Company’s option to buy/sell shares clause

In the event of the untimely death of one of the major shareholders, the surviving shareholders probably won’t want the shares to go to the deceased’s beneficiaries unless they are already involved in running the company. The shareholders can include a preemption clause in a shareholders’ agreement requiring that they are given the option to acquire a shareholder’s shares following their death. 

Shareholders’ agreement

If there is already a shareholders’ agreement, you can insert standard clauses which say that, in the event of a director shareholder dying, their personal representatives are obliged to sell and the other shareholders are obliged to buy, the deceased’s shares. The price will be fixed by a specified formula, presided over by the company’s auditor in case of a dispute and the funds for the purchase are often provided by appropriate life insurance policies.

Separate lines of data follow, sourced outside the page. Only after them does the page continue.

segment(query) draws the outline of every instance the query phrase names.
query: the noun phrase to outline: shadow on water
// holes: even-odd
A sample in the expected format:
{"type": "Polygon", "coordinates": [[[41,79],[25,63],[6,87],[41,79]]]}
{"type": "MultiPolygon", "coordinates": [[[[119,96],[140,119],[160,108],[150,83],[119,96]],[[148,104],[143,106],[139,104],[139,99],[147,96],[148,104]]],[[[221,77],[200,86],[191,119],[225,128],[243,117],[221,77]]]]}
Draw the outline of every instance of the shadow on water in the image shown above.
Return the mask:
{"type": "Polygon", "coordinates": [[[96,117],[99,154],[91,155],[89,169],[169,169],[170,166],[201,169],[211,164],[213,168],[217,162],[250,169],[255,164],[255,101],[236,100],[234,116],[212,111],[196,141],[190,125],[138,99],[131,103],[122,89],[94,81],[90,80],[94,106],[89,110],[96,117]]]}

HMRC’s prevailing view of this is that it represents a binding contract for the sale of the property (shares) in question at the time of the transferor’s death. This means that 100% business property relief (BPR) from inheritance tax is not available on the deceased’s shares. This interpretation of the legislation has not yet been ratified by the courts (no case has been brought) so you could challenge this view. However, it’s not worth incurring the costs because there’s a much simpler solution. Grant buy and sell options instead. Because an option for tax purposes doesn’t exist when it is granted but when it is exercised, it can’t be held to be an existing binding contract.

Make sure you have an up-to-date shareholders’ agreement in place with an Company’s Option to Buy/Sell Shares Clause. This should: (1) grant the personal representatives of the deceased shareholder an “option to sell” shares; and (2) grant the surviving shareholders an “option to buy” shares. This “option” argument would also work for partnership interests.